The barlow was a single blade knife in alot of its production. The second small pen blade was added for just that, the use of trimming the old pens that had a real quill for a nib. With the advent of steel nibs, the pen blade stayed on as many folks had found having a second blade a handy option. Doing fine work like digging out a splinter, small cutting jobs that don't reguire a large blade. Sometimes the pen blade was roughly sharpened, again to give the owner an option for saving the main edge from a rough or dirty job that may damage the main blade. Some years back I recall reading an incident involving Captain Jack Hayes of the Texas Ranges using a pen blade on his barlow to save his bacon. They were in a very heated dispute with some hostiles and his lever action Winchester jamed up on him. He used the pen blade of his Russells barlow to take out the screw on the reciever sideplate, pried out the jammed shell, and put his rifle back together. To his good luck he had a couple of other rangers with him, and they gave him some covering fire while he un-jammed his rifle.
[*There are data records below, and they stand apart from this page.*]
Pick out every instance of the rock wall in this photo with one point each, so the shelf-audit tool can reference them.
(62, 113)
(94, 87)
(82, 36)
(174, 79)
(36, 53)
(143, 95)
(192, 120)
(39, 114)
Its the past history that does it for some of us, collecting the old models. Having a knife in our pocket thats just like the one some cowpoke out in the middle of nowplace with a herd of steers would have had, or one that Captain Jack Hayes would recognize. But also having that 2d or even 3d blade gives you an extra option of how to handle a cutting job. Got to break down some boxes for the trash? Use the sheepsfoot blade and save the main blade from that edge wrecking cardboard. Got to open one of those cursed plastic blister packs and theres alot of sheeple around? Use the small pen blade of that teardrop jack and be a bit discrete.
And some of the oddball shapes are what draws us to them. These days I can't tell a Sig from a H-K, or a Emerson tactical from a ninjakiller2000. But a peanut, or a dogleg jack, or a canoe has its distict style. Some people don't mind a cookie cutter world where all the cars look like jelly beans and all the SUV's look like big boxes on wheels. But some will go to great lengh to restore a '57 Chevy, or a '62 Ford T-bird. Now theres no question a 2007 Toyota Camray is a heck of alot more effciant vehicle than the '62 T-bird. But its all a matter of taste, and the desire of style. Or what some would call charater.